Cependant, il existe une autre perspective plus large qui nous permettrait d'arriver à la conclusion inverse, à savoir que l'accord favoriserait les deux signataires. Comme déjà mentionné, en termes d'avantage absolu, un accord de libre-échange finirait par profiter aux États-Unis dans pratiquement tous les secteurs économiques, puisque ses coûts de production inférieurs conduiraient à une plus grande compétitivité. Cependant, en termes d'avantage comparatif, on pourrait conclure qu'en n'ayant pas des ressources illimitées et en voyant ses marchés s'élargir, le plus bénéfique pour les États-Unis serait de se spécialiser uniquement dans les secteurs où cet avantage concurrentiel est plus idem bien que cela signifie exporter des marchandises qui sont relativement plus chères que vos concurrents d'outre-Atlantique. Par conséquent, selon cette approche l'accord de libre-échange ne signifierait pas une destruction nette d'emplois mais simplement un transfert de ressources vers les secteurs les plus compétitifs de l'économie.

Quoi qu'il en soit, dans l'une ou l'autre des deux perspectives précédentes, il ne fait aucun doute que l'accord renforcera la confluence des prix des facteurs de production entre les deux blocs économiques. C'est ici qu'apparaît l'un des points les plus controversés de la question, puisque le travail est aussi un facteur de production, et son prix est le salaire. Compte tenu du fait que les coûts salariaux européens sont plus élevés que ceux des États-Unis, on pourrait conclure que l'accord entraînerait une baisse des salaires en Europe et aurait ainsi des conséquences sociales terribles sur le Vieux Continent.

Cependant, ce dernier point de vue omet complètement l'impact de la productivité sur les salaires. Il est vrai que dans l'histoire économique ne manquent pas les cas de pays qui en s'ouvrant au libre-échange n'ont pas pu rivaliser sur les prix et ont vu leur tissu industriel détruit (comme l'Argentine dans les années 70). Mais il n'en est pas moins vrai que d'autres, faisant exactement de même (comme les pays scandinaves au début du siècle, ou l'Inde dans les années 90), ont réussi à générer plus d'emplois et de richesses.

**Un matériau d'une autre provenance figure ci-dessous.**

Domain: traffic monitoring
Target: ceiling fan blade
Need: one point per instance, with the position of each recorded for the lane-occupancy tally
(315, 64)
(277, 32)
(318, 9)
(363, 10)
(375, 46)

Certains peuvent se demander, comment est-ce possible ? Existe-t-il des lois économiques différentes pour chaque pays ? Et peut-être que le débat ne devrait pas porter sur l'acceptation ou le rejet du libre-échange, entre libre-échangistes et protectionnistes, comme on le voit dans la plupart des médias. Le vrai dilemme, peut-être, devrait commencer par l'inévitabilité du processus de mondialisation économique, pour considérer comment nous voulons vraiment être compétitifs dans le monde : par les prix ou par la valeur ajoutée.